Die ehem. Georgenwirtschaft ist eine der ältesten dokumentierten Gastwirtschaften in Weißenhorn, sie bestand von 1556-1919.

Vorgängerbebauung

Die Eigentümer vor 1465 sind archivalisch nicht feststellbar. Die Chronologie beginnt mit Jacob Deckr (auch Dekr, Deckher , Docker), der 1492 von Michel Dekr abgelöst wird. Ab 1499 gehört ihm auch das Haus Hauptstr. 19. 1502 kauft Ulrich Mayr das Haus zu seinem Besitz MM06 hinzuerworben hat.

In einem unveröffentlichten Manuskript von Wylicil vermerkt dieser für das Jahr 1503 Diepold Schwarz, Bürgermeister, Gastgeber beim Jörgenwirt. Die Angabe ist nicht gesichert, eine Quellenangabe fehlt. Nach den Steuerbüchern 1496-1517 gab es keinen Diepold Schwarz in der Oberen Vorstadt, nur in der ‘Stadt größeren Orts’, (d.i. der Bereich westl. d. Hauptstraße). Es gibt keine Hinweise auf einen Doppelbesitz.

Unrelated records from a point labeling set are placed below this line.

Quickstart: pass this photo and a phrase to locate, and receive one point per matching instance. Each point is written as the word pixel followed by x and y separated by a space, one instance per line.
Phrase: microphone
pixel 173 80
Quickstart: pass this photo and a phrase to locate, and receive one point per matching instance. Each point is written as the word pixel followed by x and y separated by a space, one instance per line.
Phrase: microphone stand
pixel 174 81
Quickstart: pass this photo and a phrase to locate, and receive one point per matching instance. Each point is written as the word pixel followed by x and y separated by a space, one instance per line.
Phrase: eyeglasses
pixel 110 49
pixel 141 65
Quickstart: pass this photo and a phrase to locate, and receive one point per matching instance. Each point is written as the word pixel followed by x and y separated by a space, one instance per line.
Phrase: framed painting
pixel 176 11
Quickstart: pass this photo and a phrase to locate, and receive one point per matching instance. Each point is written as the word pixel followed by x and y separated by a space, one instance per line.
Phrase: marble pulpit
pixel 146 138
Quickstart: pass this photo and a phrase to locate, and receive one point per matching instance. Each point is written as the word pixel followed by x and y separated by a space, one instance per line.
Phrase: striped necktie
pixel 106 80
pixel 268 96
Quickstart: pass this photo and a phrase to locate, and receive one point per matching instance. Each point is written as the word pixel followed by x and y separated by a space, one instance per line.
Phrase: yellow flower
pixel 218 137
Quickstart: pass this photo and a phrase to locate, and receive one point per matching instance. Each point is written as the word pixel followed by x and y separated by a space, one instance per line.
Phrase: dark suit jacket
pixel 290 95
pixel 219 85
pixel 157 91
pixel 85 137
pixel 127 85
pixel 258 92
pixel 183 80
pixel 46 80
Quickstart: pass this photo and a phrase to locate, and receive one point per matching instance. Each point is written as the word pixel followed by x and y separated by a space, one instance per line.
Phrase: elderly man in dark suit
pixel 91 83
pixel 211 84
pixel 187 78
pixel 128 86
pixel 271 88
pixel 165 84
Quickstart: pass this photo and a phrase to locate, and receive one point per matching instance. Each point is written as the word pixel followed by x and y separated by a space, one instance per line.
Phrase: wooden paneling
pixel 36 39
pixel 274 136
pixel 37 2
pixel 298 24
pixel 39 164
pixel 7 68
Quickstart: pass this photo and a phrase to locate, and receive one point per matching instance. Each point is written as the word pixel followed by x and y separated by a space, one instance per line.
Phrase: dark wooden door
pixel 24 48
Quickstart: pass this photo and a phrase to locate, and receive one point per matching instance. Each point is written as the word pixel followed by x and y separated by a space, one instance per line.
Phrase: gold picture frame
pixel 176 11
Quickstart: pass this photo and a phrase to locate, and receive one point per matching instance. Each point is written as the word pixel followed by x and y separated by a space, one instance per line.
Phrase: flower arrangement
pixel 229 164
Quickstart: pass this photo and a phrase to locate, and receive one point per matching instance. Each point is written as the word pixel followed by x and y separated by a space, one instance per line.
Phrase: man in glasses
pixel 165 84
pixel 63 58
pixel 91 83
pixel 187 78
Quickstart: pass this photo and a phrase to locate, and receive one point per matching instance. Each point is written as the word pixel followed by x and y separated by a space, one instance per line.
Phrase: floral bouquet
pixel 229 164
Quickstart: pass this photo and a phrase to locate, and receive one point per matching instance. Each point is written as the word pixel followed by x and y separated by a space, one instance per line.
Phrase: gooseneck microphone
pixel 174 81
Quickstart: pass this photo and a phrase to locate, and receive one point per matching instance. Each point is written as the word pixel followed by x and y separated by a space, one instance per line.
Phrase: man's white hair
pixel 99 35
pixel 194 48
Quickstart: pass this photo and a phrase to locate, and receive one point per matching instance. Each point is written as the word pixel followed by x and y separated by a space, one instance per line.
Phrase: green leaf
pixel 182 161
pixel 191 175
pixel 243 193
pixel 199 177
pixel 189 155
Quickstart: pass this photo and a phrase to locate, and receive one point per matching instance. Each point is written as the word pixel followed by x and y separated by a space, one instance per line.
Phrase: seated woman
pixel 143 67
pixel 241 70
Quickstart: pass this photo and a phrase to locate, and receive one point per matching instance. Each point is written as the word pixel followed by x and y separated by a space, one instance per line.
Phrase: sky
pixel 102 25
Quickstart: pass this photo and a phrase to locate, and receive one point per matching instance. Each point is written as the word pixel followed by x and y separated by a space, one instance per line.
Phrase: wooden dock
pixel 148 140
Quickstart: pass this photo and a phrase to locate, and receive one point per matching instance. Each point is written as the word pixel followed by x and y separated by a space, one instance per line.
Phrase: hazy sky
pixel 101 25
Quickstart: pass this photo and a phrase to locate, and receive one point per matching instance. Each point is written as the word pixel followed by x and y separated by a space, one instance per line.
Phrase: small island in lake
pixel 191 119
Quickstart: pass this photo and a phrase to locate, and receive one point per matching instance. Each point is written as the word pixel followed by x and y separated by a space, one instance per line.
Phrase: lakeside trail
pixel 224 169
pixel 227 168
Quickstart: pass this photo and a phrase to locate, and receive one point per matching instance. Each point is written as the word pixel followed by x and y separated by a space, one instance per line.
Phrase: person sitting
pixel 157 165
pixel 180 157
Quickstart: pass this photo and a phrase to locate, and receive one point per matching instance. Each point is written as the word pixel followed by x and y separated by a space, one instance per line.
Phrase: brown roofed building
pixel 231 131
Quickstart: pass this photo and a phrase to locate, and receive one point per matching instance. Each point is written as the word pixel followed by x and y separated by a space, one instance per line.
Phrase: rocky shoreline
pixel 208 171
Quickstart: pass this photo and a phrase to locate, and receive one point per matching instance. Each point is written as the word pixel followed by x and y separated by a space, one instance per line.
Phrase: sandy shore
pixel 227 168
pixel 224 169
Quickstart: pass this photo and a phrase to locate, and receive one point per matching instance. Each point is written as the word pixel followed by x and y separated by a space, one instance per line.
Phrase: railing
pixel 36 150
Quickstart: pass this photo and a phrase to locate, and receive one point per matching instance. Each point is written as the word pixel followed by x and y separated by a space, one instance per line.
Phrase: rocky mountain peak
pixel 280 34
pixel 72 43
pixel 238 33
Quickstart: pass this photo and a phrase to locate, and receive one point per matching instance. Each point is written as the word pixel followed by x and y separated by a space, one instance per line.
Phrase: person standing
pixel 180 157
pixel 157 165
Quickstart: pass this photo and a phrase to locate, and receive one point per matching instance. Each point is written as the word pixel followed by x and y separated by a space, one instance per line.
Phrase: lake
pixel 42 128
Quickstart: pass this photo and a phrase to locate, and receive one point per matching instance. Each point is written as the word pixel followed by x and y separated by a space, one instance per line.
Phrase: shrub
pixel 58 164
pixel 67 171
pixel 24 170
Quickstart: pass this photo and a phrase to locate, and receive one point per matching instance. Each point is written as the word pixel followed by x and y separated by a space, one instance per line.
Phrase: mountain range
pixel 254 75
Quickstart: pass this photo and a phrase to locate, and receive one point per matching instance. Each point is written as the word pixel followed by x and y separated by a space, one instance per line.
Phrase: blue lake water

Die Eigentümerfolge bis 1518 ist unsicher, bei Interesse können die bekannten Fakten dem beiligenden pdf-Datenblatt entnommen werden. Für die Jahre 1518-1548 liegen ohnehin keine Aufzeichnungen vor.

Neubebauung 1553

1553 erscheint Hans Schlegel als Eigentümer. Aus der erhöhten Steuerlast von 7 fl 9 kr 7 h kann geschlossen werden, dass das Haus neu erbaut wurde. 1556 wird Schlegel als Wirt bezeichnet. Vor 1556 fehlen solche Zusätze, so dass man annehmen kann, dass die Wirtschaft hier schon länger bestanden hat, spätestens wohl seit dem Neubau 1553. Die Georgenwirtschaft war immer nur Gaststätte und nie Brauerei. Zwischen 1575 und 1604 wechselt die Wirtschaft fünfmal den Besitzer. 1575 ist Hans Öxlen als Eigentümer genannt, der Sohn des früheren Lammwirts Hans Öchslein. Bernhard Roth jung, Sohn des Bräuhausbesitzers Kirchplatz 6, Anton Roth, ist von 1604 an auf der Georgenwirtschaft, er geht nach dem Tod seiner Mutter 1614 auf das Bräuhaus zurück und überlässt seinem Sohn Bernhard Roth jung 2 die Georgenwirtschaft. Der bleibt bis 1636 auf St. Georg, gefolgt von Georg Bader. Dieser besaß außer diesem Gebäude noch das Haus Memminger Str. 1 und die hintere Hälfte von MM03, ab 1651 auch MM07 und MM08. Er war also recht wohlhabend und einflussreich. 1636 wird die Wirtschaft zum ersten Mal Jörgenwirtschaft genannt, vielleicht beruht der Name auch auf dem Vornamen ihres Wirts. Im Jahr 1654 wird das Eigentum größtenteils auf den Sohn Martin Bader übertragen.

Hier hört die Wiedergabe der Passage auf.